トランプ大統領の愛娘イヴァンカが自身のブランドを廃止したワケ

トランプ大統領の愛娘イヴァンカが自身のブランドを廃止したワケ

トランプ大統領の愛娘で、元モデルのイヴァンカ・トランプが、2007年から続けてきた自身の名前を付けたブランド「Ivanka Trump」を廃止することを発表した。その美貌に日本でも注目が集まったイヴァンカの背景にうごめく様々な大人の事情とは?


イヴァンカのブランドは人気があった

 大統領の娘、イヴァンカ・トランプ自身が立ち上げたアパレル・ブランドの「Ivanka Trump」。好調だった同ブランドだが、先月24日、本人が同ブランドを廃止することをウォールストリート・ジャーナル誌に話した。
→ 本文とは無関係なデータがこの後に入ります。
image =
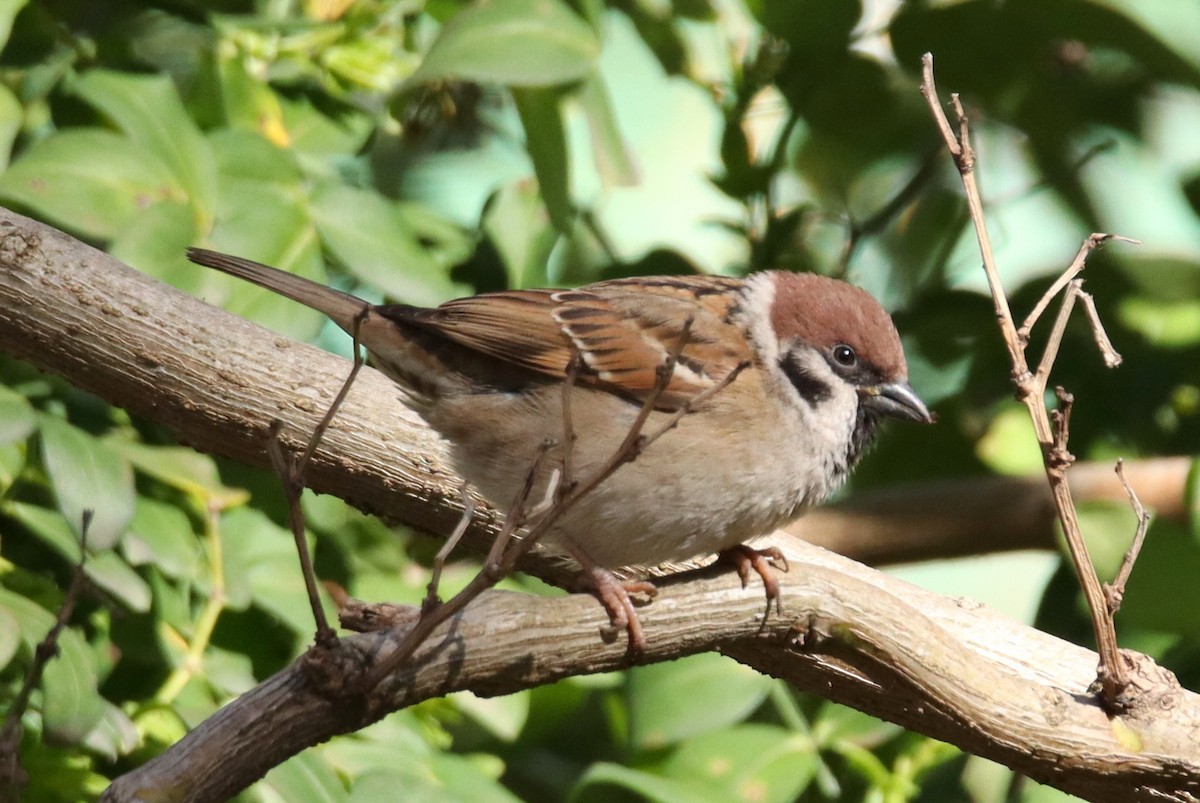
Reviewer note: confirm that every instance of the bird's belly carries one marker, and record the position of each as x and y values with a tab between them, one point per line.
689	493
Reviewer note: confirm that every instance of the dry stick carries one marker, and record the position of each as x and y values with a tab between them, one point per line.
1115	591
1111	672
12	775
292	473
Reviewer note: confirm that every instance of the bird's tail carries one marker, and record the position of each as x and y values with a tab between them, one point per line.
341	307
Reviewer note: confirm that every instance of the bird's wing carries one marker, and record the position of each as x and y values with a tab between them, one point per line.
623	330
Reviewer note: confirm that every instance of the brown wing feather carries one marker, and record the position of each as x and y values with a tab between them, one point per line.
623	329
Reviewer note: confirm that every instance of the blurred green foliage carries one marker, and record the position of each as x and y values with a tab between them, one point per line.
421	150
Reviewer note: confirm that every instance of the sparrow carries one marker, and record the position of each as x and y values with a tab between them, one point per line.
817	364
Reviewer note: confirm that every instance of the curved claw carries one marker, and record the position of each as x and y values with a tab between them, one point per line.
616	597
744	558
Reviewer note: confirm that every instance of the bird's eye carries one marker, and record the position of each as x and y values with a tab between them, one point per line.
844	355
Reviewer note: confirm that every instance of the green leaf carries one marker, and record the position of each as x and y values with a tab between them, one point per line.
262	568
10	635
648	785
88	474
373	239
12	461
546	142
516	42
159	243
161	535
517	229
105	569
149	111
11	118
306	777
183	469
115	576
615	162
88	180
114	735
663	699
71	706
503	717
17	417
748	762
9	10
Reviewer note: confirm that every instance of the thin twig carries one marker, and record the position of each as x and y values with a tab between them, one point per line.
1042	376
1077	267
1111	357
1115	591
1111	675
12	775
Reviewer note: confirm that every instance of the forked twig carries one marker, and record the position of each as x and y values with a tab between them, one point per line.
1111	676
1115	591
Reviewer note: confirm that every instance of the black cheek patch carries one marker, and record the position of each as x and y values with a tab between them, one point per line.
811	389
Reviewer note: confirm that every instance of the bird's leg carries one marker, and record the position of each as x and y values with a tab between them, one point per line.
616	597
745	558
468	511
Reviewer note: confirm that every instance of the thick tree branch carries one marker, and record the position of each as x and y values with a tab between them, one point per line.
941	666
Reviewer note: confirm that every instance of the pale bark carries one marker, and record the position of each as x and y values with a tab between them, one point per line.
941	666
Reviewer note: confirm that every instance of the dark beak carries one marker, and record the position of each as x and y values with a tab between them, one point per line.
898	400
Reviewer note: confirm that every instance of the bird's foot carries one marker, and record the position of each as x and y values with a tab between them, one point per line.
744	558
616	595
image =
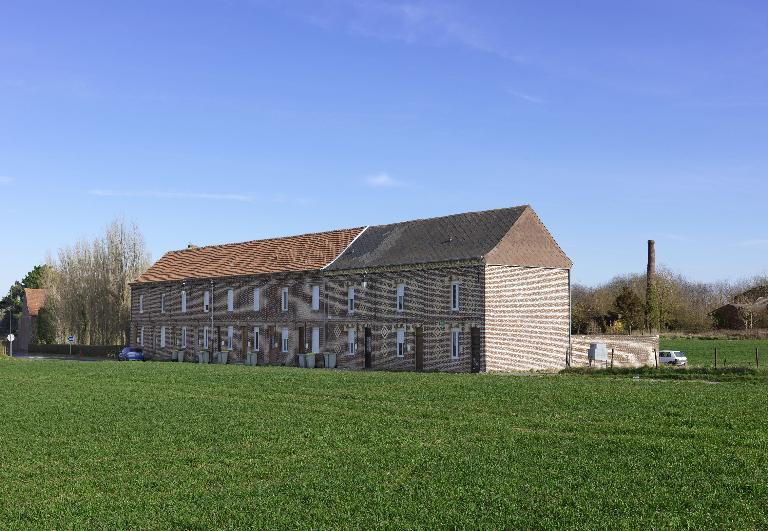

 同ブランドの立ち上げは2007年。大富豪が多く住む、ニューヨークはマンハッタン、アッパーイースト地区出身である、イヴァンカのエレガントでハイソサエティーな雰囲気のファッション・ラインに注目が集まり、ジュエリーやバッグ、シューズと規模を拡大させていった。フォーブス誌によると、2015年の年商は100億ドル。有名デパートのノードストロームや、ニーマン・マーカス 等のスポンサーシップを受けたファッション・インフルエンサー達も、そのセンスと品の良さから、こぞってイヴァンカのブランドを紹介し、同ブランドはさらに勢いを増していった。

 しかし、父であるドナルド トランプ氏が大統領になってからというもの、その「トランプ・ブランド」が論争の的となり、マイナスのイメージが作用して様々な有名デパートから取り扱いのボイコットをされるようになった。父のトランプ氏も自身のツイッターに、「娘はノードストロームから不当な扱いを受けている」と援護し、大きな波紋を呼んだ。

 ウォールストリート・ジャーナル誌によると、ブランドの2017年度の年商は61%上昇したが、ボイコット運動を受けた後は2018年6月時点で45%減だったという。しかし、それでも全米のメジャーなデパートで取り扱いされ、海外進出もしていた同ブランドの人気は廃止すべきほど衰えてはいなかった。

ブランド廃止の電撃発表、本当の理由とは?

 イヴァンカは現大統領の実娘であるだけでなく、ホワイトハウスに勤務し、大統領補佐官を務めている。大統領の側近という立場上、自身の名前を冠したブランド事業を経営することは利益相反の可能性があるという批判を、就任以来ずっとされ続けてきた。今回の事業廃止の発表では、「ホワイトハウスでの業務に力を入れたい」と話しているが、批判が最も大きかったときではなく、なぜ今になって廃業するのだろう。

 イヴァンカはこの発表の際、「(ブランドへ)いつ復帰できるか、あるいは復帰することがあるのかどうかも分からない」、「自分が今フォーカスすべきことは、ワシントンDCでの仕事」と発言している。この発言に、3カ月後に控える米中間選挙と、2年後の次期大統領選挙が関係していないとは考えにくい。父トランプの再選の足かせとなりうる要因は、どんな小さなものでも今のうちに排除しておきたいのか、それとも次期大統領戦にも勝算があると見て詳細な準備を進めているからなのか……。

 有名デパート各社が彼女のブランドを扱わなくなっても、ブランドは売れていたことを考慮すると、トランプ大統領のマイナス・イメージによる経営困難説が原因ではなく、「大人の事情」によるブランド廃止ではないかと様々な憶測が飛び交っている。

 なんともイヴァンカらしい軽やかな身のこなしだが、政界キャリアがないにもかかわらず、ホワイトハウスに自らの役職を作ってしまったときの動きにも似た「したたかさ」と「スマートさ」が見え隠れする。今後のイヴァンカの動向にも注目したい。